Consider a game that invovles two boxes, where inside each box there is a red ball and a blue ball.
The player first draws a ball from box 1 and place it inside box 2, then the player draws a ball from box 2.
If the ball being drawn out of box 2 has a different color than the ball being put in earlier, then the player wins.
- Let event E be the event where a red ball is drawn from box 1.
- Let event F be the event where a blue ball is drawn from box 2.
- Let event W be the event that the player wins the game.
Task:
- Calculate the probability of event F, P(F).
- Find out if event E and F are independent.
- Find out if event E and W are independent.
Task 1
This one's easy. I drew the probability tree for convenience.
P(F) = (2/6) + (1/6) = 1/2
Task 2
E and F are independent if: P(E|F) = P(E)
P(E|F) = P(E "INTERSECT" F)/P(F) = (1/4)/(1/2) = 1/2 = P(E)
So I guess they're independent?
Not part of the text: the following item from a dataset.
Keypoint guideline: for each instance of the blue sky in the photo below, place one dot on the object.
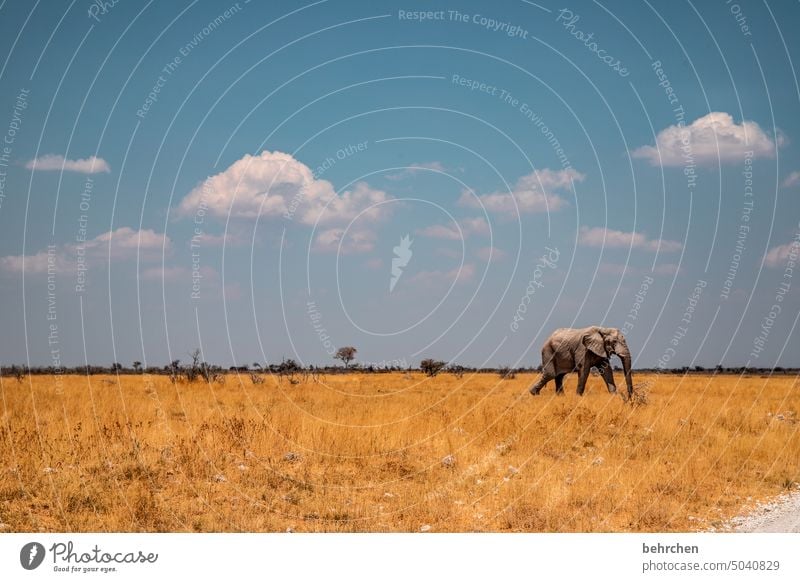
(238, 176)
I wasn't expecting that.
Task 3
E and W are independent if: P(E|W) = P(W)
P(E|W) = P(E "INTERSECT" W)/P(W) = (1/6)/(1/3) = 1/3 = P(W)
Again, they're independent?
I find that hard to believe.
Surely event E (drawing a red ball from box 1) should have an affect on event F and W.
To say they're independent would mean that they don't affect each other at all. Is this possible?
Best Answer
The events $E$ and $F$ are independent if $\mathbb{P}(E \cap F) = \mathbb{P}(E) \cdot \mathbb{P}(F) $.
Using conditional probability, $\mathbb{P}(E \cap F) = \mathbb{P}(F |E)\cdot \mathbb{P}(E) = \frac{1}{3}\cdot \frac{1}{2} = \frac{1}{6}.$
On the other hand, $\mathbb{P}(E) \cdot \mathbb{P}(F) = \frac{1}{2} \cdot \frac{1}{2} = \frac{1}{4}.$ Since $\mathbb{P}(E \cap F) \neq \mathbb{P}(E) \cdot \mathbb{P}(F)$ we conclude that the events $E$ and $F$ are dependent. The third task is similar.